It didn't decline because of this. It declined because of a general decade long trend of websites becoming paywalled and hidden behind a login. The best and most useful data is often inaccessible to crawlers.

In the 2000s, everything was open because of the ad driven model. Then ad blockers, mobile subscription model, and the dominance of a few apps such as Instagram and Youtube sucking up all the ad revenue made having an open web unsustainable.

How many Hacker News style open forums are left? Most open forums are dead because discussions happen on login platforms like Reddit, Facebook, Instagram, X, Discord, etc. The only reason HN is alive is because HN doesn't make need to make money. It's an ad for Y Combinator.

SEO only became an issue when all there is for crawlers is SEO content instead of true genuine content.

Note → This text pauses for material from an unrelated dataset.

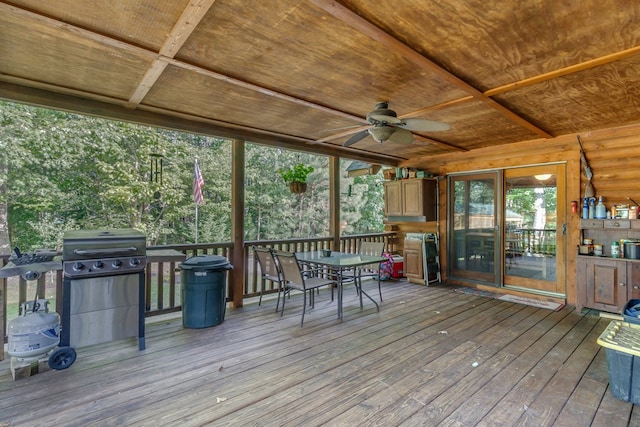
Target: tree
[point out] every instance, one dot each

> The best and most useful data is often inaccessible to crawlers.

Interesting point.

> ost open forums are dead because discussions happen on login platforms like Reddit, Facebook, Instagram, X, Discord, etc

Ironically isn't one of the reasons some of those platforms started to use logins was so they could track users and better sell their information to ad people?

Obviously now there are other reasons as well - regulation, age verification etc.

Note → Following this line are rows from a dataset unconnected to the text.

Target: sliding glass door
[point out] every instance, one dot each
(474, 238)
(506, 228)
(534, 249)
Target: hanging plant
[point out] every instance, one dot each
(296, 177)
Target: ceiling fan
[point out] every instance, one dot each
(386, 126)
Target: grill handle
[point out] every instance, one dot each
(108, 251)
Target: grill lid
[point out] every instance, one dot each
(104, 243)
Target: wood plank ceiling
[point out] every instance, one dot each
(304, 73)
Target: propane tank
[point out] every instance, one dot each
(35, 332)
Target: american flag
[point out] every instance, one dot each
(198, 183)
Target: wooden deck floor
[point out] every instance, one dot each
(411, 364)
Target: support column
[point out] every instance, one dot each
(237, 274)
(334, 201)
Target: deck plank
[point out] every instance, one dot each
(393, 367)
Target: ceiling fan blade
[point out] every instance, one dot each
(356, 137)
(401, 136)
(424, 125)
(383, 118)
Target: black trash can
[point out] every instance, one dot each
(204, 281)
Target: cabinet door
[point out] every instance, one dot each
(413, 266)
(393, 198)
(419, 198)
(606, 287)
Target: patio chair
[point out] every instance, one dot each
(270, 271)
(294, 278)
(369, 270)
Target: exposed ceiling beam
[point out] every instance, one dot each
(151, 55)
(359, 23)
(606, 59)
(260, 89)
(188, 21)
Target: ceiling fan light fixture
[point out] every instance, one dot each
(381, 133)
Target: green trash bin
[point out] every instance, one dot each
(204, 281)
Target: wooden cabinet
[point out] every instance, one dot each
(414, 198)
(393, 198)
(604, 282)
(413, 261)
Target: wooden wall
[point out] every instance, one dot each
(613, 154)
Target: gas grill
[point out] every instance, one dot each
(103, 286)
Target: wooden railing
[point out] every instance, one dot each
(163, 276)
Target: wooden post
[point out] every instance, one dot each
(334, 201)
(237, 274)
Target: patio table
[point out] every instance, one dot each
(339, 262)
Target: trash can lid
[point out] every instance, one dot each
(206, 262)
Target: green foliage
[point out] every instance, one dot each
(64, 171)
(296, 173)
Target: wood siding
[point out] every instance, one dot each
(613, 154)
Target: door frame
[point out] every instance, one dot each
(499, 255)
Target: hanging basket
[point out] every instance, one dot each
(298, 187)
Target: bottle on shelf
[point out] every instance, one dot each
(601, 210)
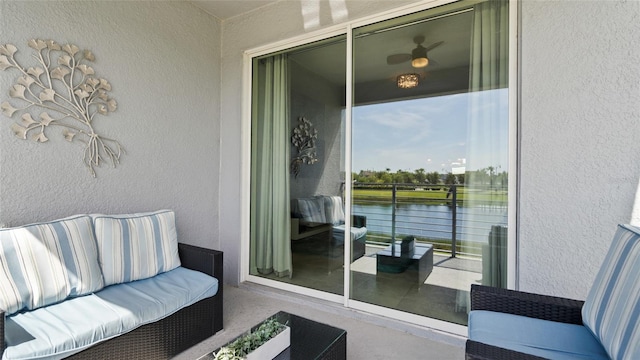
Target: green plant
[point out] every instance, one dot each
(239, 348)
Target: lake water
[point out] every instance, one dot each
(433, 221)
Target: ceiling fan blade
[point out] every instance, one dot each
(434, 45)
(398, 58)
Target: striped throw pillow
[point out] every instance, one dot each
(612, 308)
(47, 262)
(136, 246)
(312, 209)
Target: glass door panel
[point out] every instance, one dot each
(297, 166)
(430, 158)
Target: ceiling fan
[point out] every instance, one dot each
(418, 55)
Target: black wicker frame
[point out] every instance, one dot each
(173, 334)
(518, 303)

Does this suggest that the AI/ad platforms need to tweak their economic model to share more of the revenue with content creators?

You can still use Reddit without logging in. In fact it's completely unlike Discord. Lots of Reddit discussions still show up in web search results.

I seem to remember very few ads on the early web. Most sites I frequented were run by volunteers who paid out of their own pockets for webspace.